THE ORDEAL OF ELIZABETH MARSH: A WOMAN IN WORLD HISTORY, by Linda Colley, Pantheon, 363 pages, $27.50
Linda Colley holds a distinguished chair in history at Princeton University, where she is known as a careful, prolific and thorough scholar. "The Ordeal of Elizabeth Marsh" is most unusual, referred to by the author as "a book about a world in a life," meaning specifically the title character, who was born in England and lived from 1735-85.
Although Marsh's life was relatively short, she traveled a great deal and was the first woman to publish in English about Morocco, and the first to carry out extensive exploration of eastern and southern India. Yet Marsh was a shipwright's daughter with little formal education.
Marsh spent time in London, Menorca, Rio de Janeiro and the Cape of Africa. She also speculated in land in Florida, was involved in the French and Indian War, was linked to voyages to the Pacific, and was both owner and victim in three different slavery systems.

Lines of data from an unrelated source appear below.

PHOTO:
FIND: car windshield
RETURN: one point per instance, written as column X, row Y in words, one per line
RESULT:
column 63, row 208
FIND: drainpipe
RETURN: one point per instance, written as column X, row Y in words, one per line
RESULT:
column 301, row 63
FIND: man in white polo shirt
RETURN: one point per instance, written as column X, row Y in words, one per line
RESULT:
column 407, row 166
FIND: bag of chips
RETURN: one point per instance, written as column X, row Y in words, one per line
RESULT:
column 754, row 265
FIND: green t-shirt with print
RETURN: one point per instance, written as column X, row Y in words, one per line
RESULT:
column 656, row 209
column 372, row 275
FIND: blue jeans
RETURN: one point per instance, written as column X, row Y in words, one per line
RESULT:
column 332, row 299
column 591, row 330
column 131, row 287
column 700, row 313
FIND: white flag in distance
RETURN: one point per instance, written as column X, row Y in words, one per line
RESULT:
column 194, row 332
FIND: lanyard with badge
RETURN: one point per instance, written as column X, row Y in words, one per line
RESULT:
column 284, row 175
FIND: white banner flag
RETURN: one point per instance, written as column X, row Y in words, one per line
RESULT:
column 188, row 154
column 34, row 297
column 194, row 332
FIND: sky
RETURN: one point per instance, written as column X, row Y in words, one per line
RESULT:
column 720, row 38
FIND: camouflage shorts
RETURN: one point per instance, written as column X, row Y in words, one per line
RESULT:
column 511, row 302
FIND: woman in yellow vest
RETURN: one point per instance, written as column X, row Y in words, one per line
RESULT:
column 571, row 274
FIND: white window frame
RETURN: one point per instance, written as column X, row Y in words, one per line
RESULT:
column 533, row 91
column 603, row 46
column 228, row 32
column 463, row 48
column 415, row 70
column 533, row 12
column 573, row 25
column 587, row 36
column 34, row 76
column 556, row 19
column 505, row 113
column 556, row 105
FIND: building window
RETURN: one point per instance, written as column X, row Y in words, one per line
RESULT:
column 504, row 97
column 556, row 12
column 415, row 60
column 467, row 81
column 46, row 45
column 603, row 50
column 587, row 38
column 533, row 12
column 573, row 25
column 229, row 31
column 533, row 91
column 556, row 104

She died, unfortunately, of breast cancer, after having endured a mastectomy in Calcutta without anaesthetic. Most 18th-century women who underwent such risky and painful operations died either immediately or several months later — and Marsh died seven months after her surgery at the age of 49.
This makes her, according to the author, a global character, and the book is a global biography.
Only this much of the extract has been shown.